The widow was one among 5O vulnerable people in the community – mostly young – who benefitted from the gesture of the free solar panels and its accessories as part of intervention from a non-governmental organisation to caution the effect of the 2022 flood on them.

Also, Moses Orshio leaped for joy over the solar gift, noting that though he lives in a city, it was saddening that he had been without light for as long as since 2004.

Orshio said for 19 years he had no form of real light except for the use of a torch, adding that the organisation had brought untold happiness to his household with the provision of the solar panel.

The GIFSEP had, in collaboration with its partners to include Eunice Springs of Life Foundation (ESLF), said the multiethnic Iyogun community was chosen for the intervention because it was one of the worst hit vicinity during the 2022 flood in the state.

GIFSEP’s David Michael said the flood was as a result of climate change, urging the residents to prepare early for this year’s flooding as there was a prediction that the flood will likely occur again in 2023.

“We come to give 50 people in this community solar light; it’s a one-step intervention, then we will bring it again if these ones are well managed,” Michael said.

Similarly, Tine Agernor, Programme Manager of ESLF, told the people that the intervention followed the plight of the residents during the flood which sacked them from their homes to such an extent that they had to use canoes to move around the area just as there were vulnerable people in the community whose only source of light was torch.
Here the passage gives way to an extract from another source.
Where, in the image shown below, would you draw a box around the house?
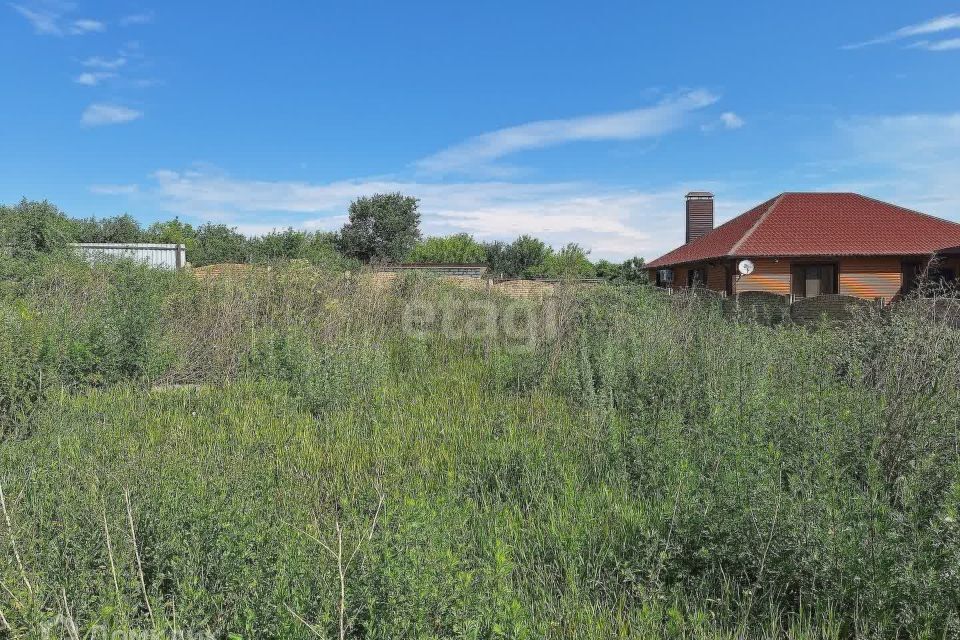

Agernor added, “So we came with our partners to intervene in order to reduce the problem of flooding.”

Meanwhile, another partner, the Gender and Environmental Risk Reduction Initiative (GERRI)’s Elisabeth Jeiyol, posited that the effect of climate change was usually tougher on women, stressing the need for members of the community to heed early warning.

Jeiyol explained that the beneficiaries were selected after a visit paid to their homes by the organisation which discovered that they were without any form of electricity.